AI Learns to Create Proteins Unseen in Nature

Researchers from EvolutionaryScale, a company founded by former Meta scientists, have introduced a new artificial intelligence model called ESM3 that can design proteins from scratch. The model operates by predicting sequences, much like how ChatGPT generates text. Their research was published on July 2 in the bioRxiv database.

New Opportunities in Synthetic Biology

The ESM3 model enables the development of proteins that do not exist in nature, opening up vast possibilities for synthetic biology. Notably, scientists managed to create a new fluorescent protein that differs by 58% from its natural counterparts. This protein glows in a new shade of green and has been named “esmGPF.”

Comparison with ChatGPT

ESM3 is a large language model similar to OpenAI’s GPT-4 and was trained on 2.78 billion proteins. The model extracts information about protein sequences, structures, and functions, then predicts missing fragments.

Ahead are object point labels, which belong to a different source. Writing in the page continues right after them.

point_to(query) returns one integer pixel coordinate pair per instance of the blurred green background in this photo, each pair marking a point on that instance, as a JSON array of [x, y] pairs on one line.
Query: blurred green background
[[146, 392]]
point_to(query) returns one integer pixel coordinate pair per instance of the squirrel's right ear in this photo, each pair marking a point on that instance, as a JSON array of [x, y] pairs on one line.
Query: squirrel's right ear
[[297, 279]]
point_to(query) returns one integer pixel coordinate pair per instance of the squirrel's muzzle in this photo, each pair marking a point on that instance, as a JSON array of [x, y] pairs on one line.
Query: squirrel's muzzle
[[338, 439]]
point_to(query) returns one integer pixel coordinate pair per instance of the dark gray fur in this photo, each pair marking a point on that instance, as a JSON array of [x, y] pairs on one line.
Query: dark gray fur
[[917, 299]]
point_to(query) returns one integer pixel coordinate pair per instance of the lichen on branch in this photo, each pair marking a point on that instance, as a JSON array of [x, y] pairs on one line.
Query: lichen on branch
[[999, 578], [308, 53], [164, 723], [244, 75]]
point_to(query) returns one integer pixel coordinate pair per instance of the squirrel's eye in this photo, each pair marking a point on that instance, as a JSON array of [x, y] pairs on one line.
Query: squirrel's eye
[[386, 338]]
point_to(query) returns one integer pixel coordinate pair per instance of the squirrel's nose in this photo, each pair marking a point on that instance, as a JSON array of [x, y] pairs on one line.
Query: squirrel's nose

As a result, ESM3 can not only forecast existing proteins but also generate entirely new ones with specific functions.

Breakthroughs in Protein Research

In 2022, a team from Meta introduced ESMFold, the predecessor to ESM3, which predicted the structures of microbial proteins. That same year, DeepMind announced AlphaFold3, capable of predicting the structures of 200 million proteins. However, these models had limitations and their predictions required further validation.

Advantages of ESM3

ESM3 utilizes information from 771 billion unique proteins and can generate proteins with specialized functions. This dramatically speeds up the process of discovering and creating protein structures, which would otherwise be slow and expensive.

Example: Creating a New Protein

During their research, scientists tasked the model with creating a new fluorescent protein. ESM3 generated 96 protein variants, from which the most distinct was selected. Although this protein was 50 times less bright than natural analogs, subsequent iterations led to the creation of a brighter protein, “esmGPF.”

Potential Across Industries

The ESM3 technology could be applied in various fields, from developing new medicines to creating chemicals that break down plastics. A smaller version of the model is already available under a non-commercial license, while the larger version will be offered to commercial researchers.

Conclusion

The development of ESM3 marks a significant step forward in synthetic biology and demonstrates the potential of artificial intelligence in creating new biological structures. This breakthrough could lead to important discoveries and innovations across scientific and industrial sectors.